Observation of a dynamical sliding phase superfluid with P-band bosons

Sliding phases have been long sought after in the context of coupled XY-models, as they are of relevance to various many-body systems such as layered superconductors, freestanding liquid-crystal films, and cationic lipid-DNA complexes. Here we report an observation of a dynamical sliding phase superfluid that emerges in a nonequilibrium setting from the quantum dynamics of a three-dimensional ultracold atomic gas loaded into the P-band of a one-dimensional optical lattice. A shortcut loading method is used to transfer atoms into the P-band at zero quasimomentum within a very short time duration. The system can be viewed as a series of pancake-shaped atomic samples.
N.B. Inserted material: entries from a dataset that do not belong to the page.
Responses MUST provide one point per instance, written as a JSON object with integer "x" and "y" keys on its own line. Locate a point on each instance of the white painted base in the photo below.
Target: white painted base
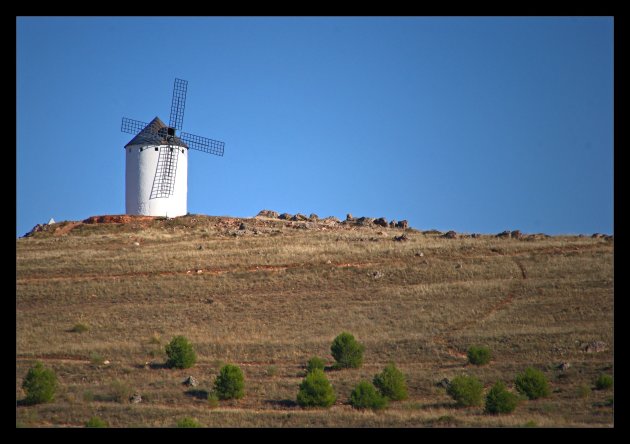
{"x": 140, "y": 167}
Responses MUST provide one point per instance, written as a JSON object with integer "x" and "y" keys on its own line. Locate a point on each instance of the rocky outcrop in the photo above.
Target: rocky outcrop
{"x": 381, "y": 221}
{"x": 268, "y": 213}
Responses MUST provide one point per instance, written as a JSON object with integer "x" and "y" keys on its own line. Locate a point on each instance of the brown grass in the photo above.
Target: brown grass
{"x": 270, "y": 297}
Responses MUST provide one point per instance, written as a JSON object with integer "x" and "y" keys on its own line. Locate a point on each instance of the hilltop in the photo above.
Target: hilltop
{"x": 267, "y": 293}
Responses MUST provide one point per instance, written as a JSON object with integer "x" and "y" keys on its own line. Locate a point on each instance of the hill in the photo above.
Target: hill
{"x": 267, "y": 294}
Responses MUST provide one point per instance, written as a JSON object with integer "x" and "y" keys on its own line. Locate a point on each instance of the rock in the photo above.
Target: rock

For this far-out-of-equilibrium system, we find an intermediate time window with a lifetime around tens of milliseconds, where the atomic ensemble exhibits robust superfluid phase coherence in the pancake directions, but no coherence in the lattice direction, which implies a dynamical sliding phase superfluid. The emergence of the sliding phase is attributed to a mechanism of cross-dimensional energy transfer in our proposed phenomenological theory, which is consistent with experimental measurements. This experiment potentially opens up a novel venue to search for exotic dynamical phases by creating high-band excitations in optical lattices.